Kriege und Konflikte

In vielen Regionen der Erde finden bewaffnete Konflikte und Kriege statt. Egal ob mit oder ohne Beteiligung Deutschlands, wir setzen uns weltweit für ein Ende von Gewalt ein. Hier werden wir über Hintergründe und Auswirkungen heutiger Gewalt informieren und unsere Vorstellungen ziviler und gewaltfreier Konfliktlösung präsentieren, denn Krieg ist ein Verbrechen! Über alles im Zusammenhang mit „Kriegen und Konflikten“ werden wir hier berichten.

Kriege und Konflikte

„Militär muss leider eingesetzt werden.“

Ein Erfahrungsbericht zum Bundeswehr-Simulationsspiel POL&IS
Von Markus Pflüger
http://zc-online.de
für Zivilcourage 5-2010


Das Simulationsspiel POL&IS (= Politik und Internationale Sicherheit) wird von den Jugendoffizieren der Bundeswehr als Angebot der politischen Bildung mit Schülergruppen durchgeführt. Es wird von Friedensgruppen stark kritisiert, weil es als herausragendes Propagandainstrument der Jugendoffiziere im Rahmen des gesamten Bundeswehr-Werbefeldzuges gilt. Friedensbewegte hatten die Möglichkeit, es Anfang Oktober erstmals zu spielen. Für die Friedensaktivisten war dies eine Chance, das Spiel aus erster Hand kennenzulernen und kritisch zu analysieren, um Friedensbildung statt Militarisierung voranzubringen.


Ohne radikale Opposition

Wir waren eine ziemlich bunte Gruppe aus der Friedensbewegung: Von Mitgliedern unabhängiger Friedensorganisationen über internationale Entsendeorganisationen von Friedensdiensten und Trainingsanbietern bis zu Vertretern von kirchlichen Friedensgruppen sowie Schüler- und Gewerkschaftsvertreter. Das Spiel fand in der Bundeswehrseminarstätte Winterberg im Sauerland statt.

Nach einer kurzen Einführung ging es direkt los. Wir verteilten die Rollen, also Regierungschefs, Wirtschaftsminister, UN-Generalsekretär - bei uns eine Generalsekretärin -, Weltpresse und NGOs. „Polis heißt, realitätsnah ein paar Tage Weltpolitik zu spielen“, meinte ein Jugendoffizier.
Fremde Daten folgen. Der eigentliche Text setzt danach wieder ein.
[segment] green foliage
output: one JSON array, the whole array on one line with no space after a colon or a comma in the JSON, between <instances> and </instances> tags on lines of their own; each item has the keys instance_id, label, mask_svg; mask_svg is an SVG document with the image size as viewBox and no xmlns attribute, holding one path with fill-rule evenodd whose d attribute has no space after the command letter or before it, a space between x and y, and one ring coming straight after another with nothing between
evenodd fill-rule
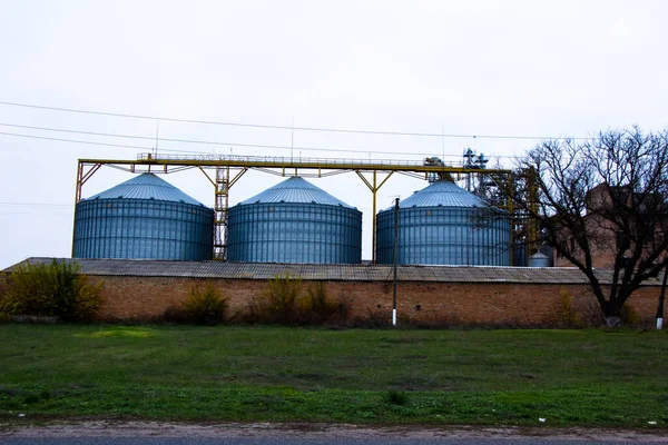
<instances>
[{"instance_id":1,"label":"green foliage","mask_svg":"<svg viewBox=\"0 0 668 445\"><path fill-rule=\"evenodd\" d=\"M228 299L209 283L204 289L193 287L183 309L186 320L190 323L216 325L225 320L228 306Z\"/></svg>"},{"instance_id":2,"label":"green foliage","mask_svg":"<svg viewBox=\"0 0 668 445\"><path fill-rule=\"evenodd\" d=\"M0 297L0 314L90 320L100 305L102 281L91 285L76 263L21 264L13 268Z\"/></svg>"},{"instance_id":3,"label":"green foliage","mask_svg":"<svg viewBox=\"0 0 668 445\"><path fill-rule=\"evenodd\" d=\"M327 296L325 283L311 284L303 294L302 280L291 274L276 276L265 290L248 305L246 322L275 325L322 325L343 322L350 313L350 303Z\"/></svg>"},{"instance_id":4,"label":"green foliage","mask_svg":"<svg viewBox=\"0 0 668 445\"><path fill-rule=\"evenodd\" d=\"M666 335L0 325L0 417L665 431Z\"/></svg>"},{"instance_id":5,"label":"green foliage","mask_svg":"<svg viewBox=\"0 0 668 445\"><path fill-rule=\"evenodd\" d=\"M298 297L302 279L286 273L269 279L267 287L253 299L247 317L252 322L295 325L299 319Z\"/></svg>"},{"instance_id":6,"label":"green foliage","mask_svg":"<svg viewBox=\"0 0 668 445\"><path fill-rule=\"evenodd\" d=\"M559 303L552 318L559 327L581 326L580 315L573 306L573 297L563 288L559 291Z\"/></svg>"},{"instance_id":7,"label":"green foliage","mask_svg":"<svg viewBox=\"0 0 668 445\"><path fill-rule=\"evenodd\" d=\"M409 395L401 390L392 389L385 395L385 402L387 402L390 405L403 406L409 402Z\"/></svg>"},{"instance_id":8,"label":"green foliage","mask_svg":"<svg viewBox=\"0 0 668 445\"><path fill-rule=\"evenodd\" d=\"M636 326L640 322L638 310L636 310L636 308L628 303L622 306L619 315L623 326Z\"/></svg>"},{"instance_id":9,"label":"green foliage","mask_svg":"<svg viewBox=\"0 0 668 445\"><path fill-rule=\"evenodd\" d=\"M318 325L328 320L345 320L348 308L343 301L336 301L327 296L327 286L316 281L308 286L306 295L299 299L301 318L305 324Z\"/></svg>"}]
</instances>

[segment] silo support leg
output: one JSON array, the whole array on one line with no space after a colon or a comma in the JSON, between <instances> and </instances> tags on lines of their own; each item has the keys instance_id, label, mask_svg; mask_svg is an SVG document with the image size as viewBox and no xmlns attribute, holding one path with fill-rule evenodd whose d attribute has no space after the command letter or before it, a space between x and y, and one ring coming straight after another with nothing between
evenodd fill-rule
<instances>
[{"instance_id":1,"label":"silo support leg","mask_svg":"<svg viewBox=\"0 0 668 445\"><path fill-rule=\"evenodd\" d=\"M377 184L377 171L376 170L373 170L373 179L371 182L369 181L369 179L366 179L366 177L364 177L364 174L361 170L355 170L355 172L362 179L362 181L366 185L366 187L369 187L369 189L371 190L372 211L373 211L373 219L372 219L372 224L371 224L371 263L375 264L376 263L376 254L375 254L376 191L379 191L379 189L381 187L383 187L383 185L387 181L387 179L390 179L390 177L392 176L392 174L394 171L390 171L387 174L387 176L385 176L385 178L381 181L381 184Z\"/></svg>"}]
</instances>

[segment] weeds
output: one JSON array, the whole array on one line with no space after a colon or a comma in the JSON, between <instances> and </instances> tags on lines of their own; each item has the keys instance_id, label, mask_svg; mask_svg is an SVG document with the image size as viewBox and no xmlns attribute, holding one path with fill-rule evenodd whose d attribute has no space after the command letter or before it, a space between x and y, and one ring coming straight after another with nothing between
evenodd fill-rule
<instances>
[{"instance_id":1,"label":"weeds","mask_svg":"<svg viewBox=\"0 0 668 445\"><path fill-rule=\"evenodd\" d=\"M102 281L91 285L76 263L21 264L0 297L0 318L16 315L90 320L100 305Z\"/></svg>"},{"instance_id":2,"label":"weeds","mask_svg":"<svg viewBox=\"0 0 668 445\"><path fill-rule=\"evenodd\" d=\"M246 323L304 326L345 322L350 312L348 300L328 297L325 283L311 284L304 294L302 279L285 274L272 278L239 318Z\"/></svg>"},{"instance_id":3,"label":"weeds","mask_svg":"<svg viewBox=\"0 0 668 445\"><path fill-rule=\"evenodd\" d=\"M209 283L204 290L199 286L193 287L183 309L190 323L216 325L225 320L228 306L228 299Z\"/></svg>"},{"instance_id":4,"label":"weeds","mask_svg":"<svg viewBox=\"0 0 668 445\"><path fill-rule=\"evenodd\" d=\"M390 390L385 395L385 402L390 405L403 406L409 403L409 395L401 390Z\"/></svg>"}]
</instances>

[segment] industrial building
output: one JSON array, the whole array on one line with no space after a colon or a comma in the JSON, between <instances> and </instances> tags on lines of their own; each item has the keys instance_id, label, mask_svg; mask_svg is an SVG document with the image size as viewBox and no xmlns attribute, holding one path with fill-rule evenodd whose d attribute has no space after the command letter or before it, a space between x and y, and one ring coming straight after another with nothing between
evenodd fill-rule
<instances>
[{"instance_id":1,"label":"industrial building","mask_svg":"<svg viewBox=\"0 0 668 445\"><path fill-rule=\"evenodd\" d=\"M362 212L299 177L232 207L232 263L362 263Z\"/></svg>"},{"instance_id":2,"label":"industrial building","mask_svg":"<svg viewBox=\"0 0 668 445\"><path fill-rule=\"evenodd\" d=\"M212 258L214 210L154 174L77 202L73 258Z\"/></svg>"},{"instance_id":3,"label":"industrial building","mask_svg":"<svg viewBox=\"0 0 668 445\"><path fill-rule=\"evenodd\" d=\"M510 266L510 218L442 179L399 202L401 265ZM377 215L379 264L392 264L394 207Z\"/></svg>"},{"instance_id":4,"label":"industrial building","mask_svg":"<svg viewBox=\"0 0 668 445\"><path fill-rule=\"evenodd\" d=\"M472 152L468 156L463 167L446 166L438 158L420 162L296 161L148 154L137 160L81 159L73 257L360 264L362 212L303 178L355 172L372 194L373 214L366 216L372 221L371 263L390 264L393 210L375 215L376 192L400 172L422 176L431 185L400 202L399 264L510 266L517 265L513 258L525 263L536 246L523 244L525 255L517 255L513 231L520 224L531 230L530 222L520 220L520 212L513 211L503 197L497 196L493 206L484 198L488 185L511 180L512 172L487 169L482 156L478 164L471 162ZM84 184L102 166L145 174L84 199ZM155 176L187 168L202 170L215 187L213 210ZM229 208L230 188L249 169L288 178ZM208 172L212 170L214 175ZM465 190L458 181L479 187Z\"/></svg>"}]
</instances>

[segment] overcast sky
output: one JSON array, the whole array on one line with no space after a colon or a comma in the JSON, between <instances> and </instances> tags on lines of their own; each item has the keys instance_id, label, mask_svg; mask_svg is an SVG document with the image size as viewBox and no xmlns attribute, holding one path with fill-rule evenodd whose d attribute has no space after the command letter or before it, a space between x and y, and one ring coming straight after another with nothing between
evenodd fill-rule
<instances>
[{"instance_id":1,"label":"overcast sky","mask_svg":"<svg viewBox=\"0 0 668 445\"><path fill-rule=\"evenodd\" d=\"M661 0L0 0L0 101L450 135L659 130L668 126L667 17ZM159 140L158 152L170 155L289 157L292 145L294 156L310 158L420 161L429 155L459 162L471 147L508 165L538 142L158 123L0 105L0 268L32 256L70 256L77 159L134 159L155 148L156 128L160 138L222 144ZM130 178L104 168L84 197ZM202 172L164 178L213 207ZM249 172L232 188L230 205L282 180ZM354 174L312 182L364 212L363 258L371 258L371 194L363 182ZM379 208L426 185L392 177Z\"/></svg>"}]
</instances>

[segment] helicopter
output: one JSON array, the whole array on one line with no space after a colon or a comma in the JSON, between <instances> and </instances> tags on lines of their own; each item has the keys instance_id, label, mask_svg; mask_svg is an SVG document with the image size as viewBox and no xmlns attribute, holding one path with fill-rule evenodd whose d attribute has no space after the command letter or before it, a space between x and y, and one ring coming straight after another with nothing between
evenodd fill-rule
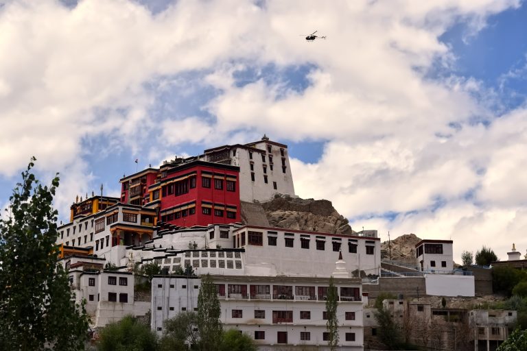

Mangels Teilnehmern konnte die Opposition nicht besetzt werden, dafür seien größere Gruppen notwendig. Interessant dabei auch, dass die Opposition in Europa laut Spielvorgabe nur „konservativ“ oder „liberal“ war - grundsätzliche Fragen und linke Perspektiven hätte sie also nicht eingefordert - aber sie fiel ja ohnehin aus.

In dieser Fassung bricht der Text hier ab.